Ziel der vorliegenden Arbeit war die Charakterisierung und detaillierte Beschreibung von Risikopatient*innen für die Sjögren-Erkrankung.

Das untersuchte Patientenkollektiv bestand aus Teilnehmer*innen der prospektiven PRESSTIGE-Studie. In dieser Studie werden 102 Personen untersucht, die insbesondere aufgrund einer Positivität für Anti-Ro-Antikörper ein erhöhtes Risiko für die Entwicklung einer Sjögren-Erkrankung aufweisen.

Die statistische Auswertung der erhobenen Daten erfolgte mittels IBM SPSS. Verbundene Stichproben wurden mittels Wilcoxon-Vorzeichen-Rang-Test analysiert, unabhängige Stichproben mittels Mann-Whitney-U-Test.
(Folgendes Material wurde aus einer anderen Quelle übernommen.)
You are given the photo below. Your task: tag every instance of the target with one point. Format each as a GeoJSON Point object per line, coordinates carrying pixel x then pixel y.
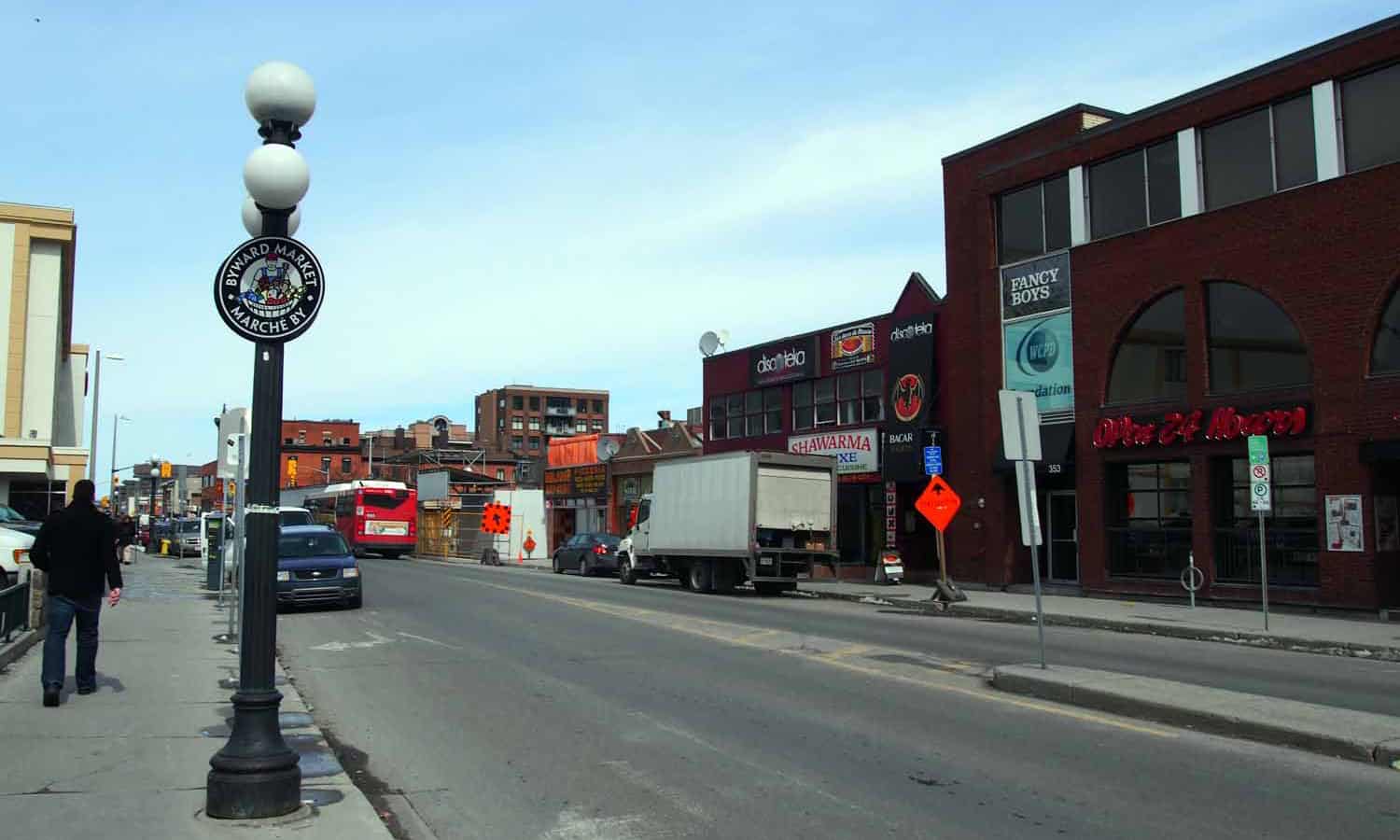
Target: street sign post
{"type": "Point", "coordinates": [938, 504]}
{"type": "Point", "coordinates": [1260, 501]}
{"type": "Point", "coordinates": [1021, 444]}
{"type": "Point", "coordinates": [932, 461]}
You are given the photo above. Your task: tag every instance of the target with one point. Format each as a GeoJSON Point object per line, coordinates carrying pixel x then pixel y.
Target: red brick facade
{"type": "Point", "coordinates": [1326, 252]}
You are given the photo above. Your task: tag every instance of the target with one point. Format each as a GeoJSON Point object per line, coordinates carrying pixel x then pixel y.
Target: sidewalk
{"type": "Point", "coordinates": [1337, 636]}
{"type": "Point", "coordinates": [131, 761]}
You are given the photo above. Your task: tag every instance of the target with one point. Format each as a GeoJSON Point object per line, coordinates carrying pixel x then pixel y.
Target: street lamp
{"type": "Point", "coordinates": [117, 420]}
{"type": "Point", "coordinates": [255, 775]}
{"type": "Point", "coordinates": [97, 392]}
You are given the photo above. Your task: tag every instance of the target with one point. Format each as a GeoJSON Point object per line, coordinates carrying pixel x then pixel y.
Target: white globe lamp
{"type": "Point", "coordinates": [276, 176]}
{"type": "Point", "coordinates": [280, 91]}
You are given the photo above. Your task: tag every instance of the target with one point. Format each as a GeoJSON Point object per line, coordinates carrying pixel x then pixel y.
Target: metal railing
{"type": "Point", "coordinates": [14, 609]}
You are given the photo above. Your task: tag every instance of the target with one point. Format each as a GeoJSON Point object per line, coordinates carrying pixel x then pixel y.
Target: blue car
{"type": "Point", "coordinates": [315, 566]}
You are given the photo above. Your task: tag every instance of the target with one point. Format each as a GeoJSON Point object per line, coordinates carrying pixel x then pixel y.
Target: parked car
{"type": "Point", "coordinates": [188, 535]}
{"type": "Point", "coordinates": [588, 553]}
{"type": "Point", "coordinates": [16, 521]}
{"type": "Point", "coordinates": [14, 556]}
{"type": "Point", "coordinates": [315, 566]}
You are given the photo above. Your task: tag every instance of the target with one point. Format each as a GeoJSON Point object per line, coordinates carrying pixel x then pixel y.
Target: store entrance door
{"type": "Point", "coordinates": [1063, 538]}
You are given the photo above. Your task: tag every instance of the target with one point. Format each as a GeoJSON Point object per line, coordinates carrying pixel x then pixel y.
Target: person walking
{"type": "Point", "coordinates": [76, 549]}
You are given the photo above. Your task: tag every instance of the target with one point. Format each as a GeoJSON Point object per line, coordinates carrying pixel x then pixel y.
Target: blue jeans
{"type": "Point", "coordinates": [62, 610]}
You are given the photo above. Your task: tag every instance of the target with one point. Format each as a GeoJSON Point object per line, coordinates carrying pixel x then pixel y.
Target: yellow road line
{"type": "Point", "coordinates": [834, 658]}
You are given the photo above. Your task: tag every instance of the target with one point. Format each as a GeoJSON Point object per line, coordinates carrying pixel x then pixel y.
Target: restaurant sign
{"type": "Point", "coordinates": [856, 451]}
{"type": "Point", "coordinates": [588, 481]}
{"type": "Point", "coordinates": [1225, 423]}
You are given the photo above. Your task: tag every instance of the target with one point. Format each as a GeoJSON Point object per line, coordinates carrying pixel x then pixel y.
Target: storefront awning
{"type": "Point", "coordinates": [1056, 447]}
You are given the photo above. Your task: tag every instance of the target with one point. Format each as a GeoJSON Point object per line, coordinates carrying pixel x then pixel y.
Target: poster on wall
{"type": "Point", "coordinates": [1388, 524]}
{"type": "Point", "coordinates": [1344, 528]}
{"type": "Point", "coordinates": [1039, 357]}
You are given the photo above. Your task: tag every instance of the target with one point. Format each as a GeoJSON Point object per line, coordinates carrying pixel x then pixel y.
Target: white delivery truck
{"type": "Point", "coordinates": [720, 520]}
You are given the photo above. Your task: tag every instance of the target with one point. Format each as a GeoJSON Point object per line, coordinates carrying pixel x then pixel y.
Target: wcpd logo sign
{"type": "Point", "coordinates": [269, 288]}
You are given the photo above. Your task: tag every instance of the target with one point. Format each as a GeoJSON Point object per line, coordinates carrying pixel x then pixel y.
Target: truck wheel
{"type": "Point", "coordinates": [624, 574]}
{"type": "Point", "coordinates": [725, 576]}
{"type": "Point", "coordinates": [702, 576]}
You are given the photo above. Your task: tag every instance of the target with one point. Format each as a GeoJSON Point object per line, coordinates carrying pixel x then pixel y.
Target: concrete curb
{"type": "Point", "coordinates": [1346, 734]}
{"type": "Point", "coordinates": [20, 646]}
{"type": "Point", "coordinates": [1014, 616]}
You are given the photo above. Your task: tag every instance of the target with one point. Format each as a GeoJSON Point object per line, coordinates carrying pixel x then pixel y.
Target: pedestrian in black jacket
{"type": "Point", "coordinates": [76, 549]}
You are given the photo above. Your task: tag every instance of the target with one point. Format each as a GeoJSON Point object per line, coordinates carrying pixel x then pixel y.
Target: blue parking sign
{"type": "Point", "coordinates": [932, 461]}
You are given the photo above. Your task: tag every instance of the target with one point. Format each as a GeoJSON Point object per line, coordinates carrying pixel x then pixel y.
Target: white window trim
{"type": "Point", "coordinates": [1327, 129]}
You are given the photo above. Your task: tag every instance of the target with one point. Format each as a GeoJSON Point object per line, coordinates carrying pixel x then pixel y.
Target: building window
{"type": "Point", "coordinates": [1291, 526]}
{"type": "Point", "coordinates": [1150, 528]}
{"type": "Point", "coordinates": [1134, 189]}
{"type": "Point", "coordinates": [1252, 342]}
{"type": "Point", "coordinates": [1259, 153]}
{"type": "Point", "coordinates": [1151, 357]}
{"type": "Point", "coordinates": [1033, 220]}
{"type": "Point", "coordinates": [1385, 353]}
{"type": "Point", "coordinates": [1369, 132]}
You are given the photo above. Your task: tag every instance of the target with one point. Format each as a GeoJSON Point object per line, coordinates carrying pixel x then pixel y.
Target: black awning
{"type": "Point", "coordinates": [1056, 447]}
{"type": "Point", "coordinates": [1375, 451]}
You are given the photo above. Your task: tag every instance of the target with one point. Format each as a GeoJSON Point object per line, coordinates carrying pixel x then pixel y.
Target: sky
{"type": "Point", "coordinates": [557, 193]}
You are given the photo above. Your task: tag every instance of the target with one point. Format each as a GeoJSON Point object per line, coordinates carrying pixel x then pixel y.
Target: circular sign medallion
{"type": "Point", "coordinates": [269, 288]}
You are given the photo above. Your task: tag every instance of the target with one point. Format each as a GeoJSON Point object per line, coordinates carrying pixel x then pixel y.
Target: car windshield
{"type": "Point", "coordinates": [311, 545]}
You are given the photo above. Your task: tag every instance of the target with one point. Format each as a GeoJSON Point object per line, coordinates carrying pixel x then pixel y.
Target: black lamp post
{"type": "Point", "coordinates": [257, 775]}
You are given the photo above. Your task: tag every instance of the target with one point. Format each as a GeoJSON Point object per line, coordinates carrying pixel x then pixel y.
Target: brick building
{"type": "Point", "coordinates": [324, 453]}
{"type": "Point", "coordinates": [864, 392]}
{"type": "Point", "coordinates": [523, 417]}
{"type": "Point", "coordinates": [1167, 282]}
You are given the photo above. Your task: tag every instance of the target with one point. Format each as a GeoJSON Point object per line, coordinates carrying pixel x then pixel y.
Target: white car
{"type": "Point", "coordinates": [14, 557]}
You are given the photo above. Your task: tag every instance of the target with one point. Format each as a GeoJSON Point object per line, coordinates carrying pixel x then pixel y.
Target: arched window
{"type": "Point", "coordinates": [1151, 358]}
{"type": "Point", "coordinates": [1253, 343]}
{"type": "Point", "coordinates": [1385, 353]}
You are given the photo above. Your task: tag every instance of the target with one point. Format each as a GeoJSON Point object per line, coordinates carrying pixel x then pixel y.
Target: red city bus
{"type": "Point", "coordinates": [380, 517]}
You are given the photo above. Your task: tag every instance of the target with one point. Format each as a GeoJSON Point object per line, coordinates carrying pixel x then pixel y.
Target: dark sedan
{"type": "Point", "coordinates": [588, 553]}
{"type": "Point", "coordinates": [315, 566]}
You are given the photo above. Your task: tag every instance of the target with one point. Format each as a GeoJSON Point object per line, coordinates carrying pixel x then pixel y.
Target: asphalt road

Im Bereich der serologischen Parameter zeigte sich mit 46,2 % die höchste Prävalenz bei doppelt positiven Patient*innen (Anti-Ro52- und Anti-Ro60-positiv). Im Vergleich der Patient*innen ein Jahr vor Diagnosestellung mit dem Zeitpunkt der Diagnosestellung erreichte ausschließlich der Anti-Ro52-Antikörper einen statistisch signifikanten Unterschied (71,5 U/ml vs. 8,2 U/ml; p = 0,043).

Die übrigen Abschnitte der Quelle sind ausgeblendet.